I have a swarm cluster with 3 instances EC2s on Amazon. 2 machines are master and 1 slave. If one of these machines crashes/freezes for some reason, such as processing limit, the entire cluster crashes. So it only starts working again when the machine is turned off or restarted. It is as if the cluster is stuck due to the lack of return from the node that crashed. These crashes in EC2 instances are relatively common in my case, and sometimes it takes several minutes for the machine to shut down. This happens even if I promote the 3 instances with master. Has anyone experienced this? Is this behavior normal? Is there anything that can be done to prevent this cluster crash?
I don’t know exactly what happens physically, but when I say freeze, it means that the machine stops responding for a period of time. If I connect via SSH, the connection waits and gives a timeout error. This happens when the machine stays at 100% processing for too long, so it becomes unstable, making it difficult to even restart. In this case, the entire swarm cluster freezes.

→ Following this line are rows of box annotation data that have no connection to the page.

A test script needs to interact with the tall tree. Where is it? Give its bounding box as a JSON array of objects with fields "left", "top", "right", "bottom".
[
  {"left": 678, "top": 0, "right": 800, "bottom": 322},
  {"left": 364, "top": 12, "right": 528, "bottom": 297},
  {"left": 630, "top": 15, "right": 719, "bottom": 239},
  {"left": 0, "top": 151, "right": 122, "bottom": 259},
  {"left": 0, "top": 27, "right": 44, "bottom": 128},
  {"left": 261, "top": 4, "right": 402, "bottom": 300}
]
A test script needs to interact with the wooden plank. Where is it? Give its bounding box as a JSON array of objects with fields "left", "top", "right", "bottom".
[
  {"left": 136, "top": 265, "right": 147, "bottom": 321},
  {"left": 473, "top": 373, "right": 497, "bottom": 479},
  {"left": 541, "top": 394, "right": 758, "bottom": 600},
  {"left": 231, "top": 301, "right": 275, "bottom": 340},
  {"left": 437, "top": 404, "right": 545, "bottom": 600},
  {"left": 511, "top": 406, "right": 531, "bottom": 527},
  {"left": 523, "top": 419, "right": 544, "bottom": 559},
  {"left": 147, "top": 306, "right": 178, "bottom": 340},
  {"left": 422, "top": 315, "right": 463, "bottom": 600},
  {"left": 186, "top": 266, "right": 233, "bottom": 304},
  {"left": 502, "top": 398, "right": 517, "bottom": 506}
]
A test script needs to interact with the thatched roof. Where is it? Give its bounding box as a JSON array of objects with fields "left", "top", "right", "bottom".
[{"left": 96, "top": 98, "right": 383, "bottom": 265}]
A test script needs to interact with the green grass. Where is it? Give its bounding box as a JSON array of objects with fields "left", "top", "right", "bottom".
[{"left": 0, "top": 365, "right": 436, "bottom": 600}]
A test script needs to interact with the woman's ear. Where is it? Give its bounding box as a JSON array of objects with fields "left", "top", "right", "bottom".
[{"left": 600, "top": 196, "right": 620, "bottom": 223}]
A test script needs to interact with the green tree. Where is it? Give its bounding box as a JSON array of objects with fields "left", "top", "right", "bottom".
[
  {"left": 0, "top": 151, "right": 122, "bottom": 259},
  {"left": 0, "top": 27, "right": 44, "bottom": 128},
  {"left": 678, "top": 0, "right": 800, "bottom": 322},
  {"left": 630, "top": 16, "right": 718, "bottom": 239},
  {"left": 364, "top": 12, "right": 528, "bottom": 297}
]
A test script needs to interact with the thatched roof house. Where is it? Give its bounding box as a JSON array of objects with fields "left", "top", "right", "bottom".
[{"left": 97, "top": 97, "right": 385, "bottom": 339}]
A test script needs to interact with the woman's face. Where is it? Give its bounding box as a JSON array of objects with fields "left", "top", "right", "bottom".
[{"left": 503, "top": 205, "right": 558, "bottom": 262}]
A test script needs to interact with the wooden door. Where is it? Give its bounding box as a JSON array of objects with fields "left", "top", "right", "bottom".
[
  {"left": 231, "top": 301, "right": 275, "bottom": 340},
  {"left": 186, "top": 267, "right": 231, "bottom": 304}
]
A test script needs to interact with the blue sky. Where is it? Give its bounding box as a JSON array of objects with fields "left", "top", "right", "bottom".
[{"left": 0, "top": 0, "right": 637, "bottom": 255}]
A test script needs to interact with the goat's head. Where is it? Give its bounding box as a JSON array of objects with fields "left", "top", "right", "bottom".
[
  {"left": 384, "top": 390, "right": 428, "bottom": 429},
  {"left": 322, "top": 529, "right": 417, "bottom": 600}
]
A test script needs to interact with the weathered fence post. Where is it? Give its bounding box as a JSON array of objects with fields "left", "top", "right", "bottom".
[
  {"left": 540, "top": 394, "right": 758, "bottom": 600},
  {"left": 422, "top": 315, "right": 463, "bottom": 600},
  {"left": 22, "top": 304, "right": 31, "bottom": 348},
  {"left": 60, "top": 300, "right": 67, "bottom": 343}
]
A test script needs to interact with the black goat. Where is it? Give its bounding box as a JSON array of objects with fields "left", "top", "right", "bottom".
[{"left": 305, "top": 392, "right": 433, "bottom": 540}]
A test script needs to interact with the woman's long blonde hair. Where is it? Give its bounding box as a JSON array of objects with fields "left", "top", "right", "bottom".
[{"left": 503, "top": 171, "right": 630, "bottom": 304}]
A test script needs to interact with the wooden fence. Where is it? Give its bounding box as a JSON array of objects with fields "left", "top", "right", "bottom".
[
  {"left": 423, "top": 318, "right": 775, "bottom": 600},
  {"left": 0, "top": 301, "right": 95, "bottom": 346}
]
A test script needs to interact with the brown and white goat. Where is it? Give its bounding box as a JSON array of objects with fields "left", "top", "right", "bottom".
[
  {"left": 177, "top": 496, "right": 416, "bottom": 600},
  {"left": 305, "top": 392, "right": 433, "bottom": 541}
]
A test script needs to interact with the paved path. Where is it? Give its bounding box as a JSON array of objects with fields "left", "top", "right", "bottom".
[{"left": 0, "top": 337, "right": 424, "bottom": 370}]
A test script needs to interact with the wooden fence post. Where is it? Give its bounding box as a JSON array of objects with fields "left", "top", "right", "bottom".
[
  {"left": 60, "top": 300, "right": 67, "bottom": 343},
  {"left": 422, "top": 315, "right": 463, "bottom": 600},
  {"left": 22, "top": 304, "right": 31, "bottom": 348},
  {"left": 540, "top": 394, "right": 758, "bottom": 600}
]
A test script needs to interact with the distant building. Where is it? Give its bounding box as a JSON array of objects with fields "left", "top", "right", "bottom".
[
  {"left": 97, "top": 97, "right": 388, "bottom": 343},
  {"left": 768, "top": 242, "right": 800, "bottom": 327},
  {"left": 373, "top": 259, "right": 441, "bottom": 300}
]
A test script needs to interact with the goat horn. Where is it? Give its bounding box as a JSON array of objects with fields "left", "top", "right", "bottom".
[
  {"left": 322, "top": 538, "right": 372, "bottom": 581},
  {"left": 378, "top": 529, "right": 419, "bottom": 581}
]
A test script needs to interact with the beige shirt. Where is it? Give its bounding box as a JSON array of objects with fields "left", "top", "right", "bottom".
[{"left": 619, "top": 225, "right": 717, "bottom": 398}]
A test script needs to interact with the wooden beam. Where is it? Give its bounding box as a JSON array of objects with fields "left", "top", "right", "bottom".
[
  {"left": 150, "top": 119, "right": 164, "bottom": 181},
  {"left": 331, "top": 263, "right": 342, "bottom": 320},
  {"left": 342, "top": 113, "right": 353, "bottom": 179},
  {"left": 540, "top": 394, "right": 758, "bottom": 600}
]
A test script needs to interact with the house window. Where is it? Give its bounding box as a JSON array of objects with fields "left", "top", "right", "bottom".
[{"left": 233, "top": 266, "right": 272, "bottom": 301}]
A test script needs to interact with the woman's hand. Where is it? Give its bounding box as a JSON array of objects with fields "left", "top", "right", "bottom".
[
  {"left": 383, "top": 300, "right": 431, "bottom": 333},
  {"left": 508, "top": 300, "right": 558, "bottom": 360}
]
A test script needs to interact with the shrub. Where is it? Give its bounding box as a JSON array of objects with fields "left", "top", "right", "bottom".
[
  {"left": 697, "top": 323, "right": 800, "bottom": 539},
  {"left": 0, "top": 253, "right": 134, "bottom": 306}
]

Doesn’t really sound like a swarm problem to me. Sounds like the machine is overwhelmed.
I have never encountered such a situation on ec2 nodes. By any chance are you using too small instance types so that your resources are maxed out because they are not powerful enough to run the payload?
It seems to me to be a swarm problem, since one machine in the cluster crashes and the swarm of the other two machines stops responding. It’s as if the swarm is waiting for a response from this crashed machine, affecting the entire cluster. If I remove the crashed node from the cluster, it starts responding again, this is when docker doesn’t crash together and also with an rpc error.